Le 31 janvier était donc une nouvelle journée de manifestations réussie avec une mobilisation en hausse. Le SAV robotisé des causes perdues était au rendez-vous le soir même sur les ondes. Le plouc Véran chez Hanouna et Attal le gominé au 20h de TF1. « Si vous continuez à vous mobiliser, continuez à le faire en respectant les Français qui travaillent » déféqua-t-il aux syndicats avec la suffisance qu’on lui connaît. Avec plus de 2 millions de personnes dans la rue, c’est présomptueux de croire qu’il s’agit là seulement 1 / de syndiqués 2 / de gens qui ne travaillent pas. Excusons nos élites, il en va de la rue comme du travail, ils n’en connaissent que ce qu’en disent leurs fiches rédigées par MacKinsey. 

Dans les cortèges, et sans que nous nous soyions concertés, j'ai recroisé d'anciennes têtes des mobilisations de l'avant Macron, voire de l'avant Hollande. Pour le moment, ça ressemble à 2009/2010 mais en plus profond, car il n'est pas ici seulement question des retraites (beaucoup des gens croisés hier savent très bien qu'ils n'en auront pas ou très peu) et il y a aussi une plus grande variété dans les profils de manifestants (plus jeunes que dans les manifestations de 2009/2010 sur les retraites) avec une plus large montée dans les villes moyennes et dans les zones rurales par rapport aux zones plus "riches". À force de mépris et de déni, la macronie est-elle en train de se confectionner une bonne force d'opposition populaire, philosophique en plus d'être physique, étendue à tout le pays ? Cette tête de noeud aura au moins réussi un truc en 6 ans.  

Et donc ? critiquent les sceptiques. Et bien on remet ça avec deux journées la semaine prochaine, le mardi 7 et samedi 11 février pour la possibilité de diversifier un peu les foules, avec le risque aussi de la dispersion pour cause de vacances. 

« - Oui, la contestation ça va bien deux secondes mais hors des congés payés bordel ! »

La question du blocage va bien finir par devoir se regarder en face mais ces deux dates proches ont au moins le mérite de tester la motivation des troupes (et de permettre une rotation des mobilisés). Regardons ce qui se passe actuellement en Angleterre : la contestation dure depuis des mois. 

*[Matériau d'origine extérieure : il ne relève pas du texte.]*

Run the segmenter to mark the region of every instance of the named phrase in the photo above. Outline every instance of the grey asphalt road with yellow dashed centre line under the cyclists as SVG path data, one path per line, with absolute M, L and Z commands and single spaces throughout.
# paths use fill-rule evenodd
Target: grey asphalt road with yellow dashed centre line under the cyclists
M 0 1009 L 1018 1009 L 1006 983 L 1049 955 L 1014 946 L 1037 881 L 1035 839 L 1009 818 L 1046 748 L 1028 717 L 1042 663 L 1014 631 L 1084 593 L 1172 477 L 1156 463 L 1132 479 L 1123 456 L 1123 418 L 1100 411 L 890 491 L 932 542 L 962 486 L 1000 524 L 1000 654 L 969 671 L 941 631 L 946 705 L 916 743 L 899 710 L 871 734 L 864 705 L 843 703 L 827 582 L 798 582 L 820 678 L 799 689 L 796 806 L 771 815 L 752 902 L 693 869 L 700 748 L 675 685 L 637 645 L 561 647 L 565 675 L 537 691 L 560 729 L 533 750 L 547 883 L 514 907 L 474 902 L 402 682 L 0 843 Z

C'est un moment de vérité : ceux qui appellent à la grève continue ne vont plus pouvoir se cacher longtemps derrière l'inaction supposée des syndicats. Si l’on n’est déjà pas prêt à faire grève un ou deux jours en deux semaines, comment croire à un blocage suivi dans la longueur ? Macron fait aussi ce calcul : les payes sont ridicules et beaucoup de salariés sont endettés, la grève coûte. Pourtant, reculer maintenant, c’est signer non seulement l’application de la réforme mais la poursuite de ce rapport de force ultra violent entre une poignée de nuisibles (eux et l'infinitésimale clique qu’ils servent) et nous, les infiniment plus nombreux et bien trop gentils.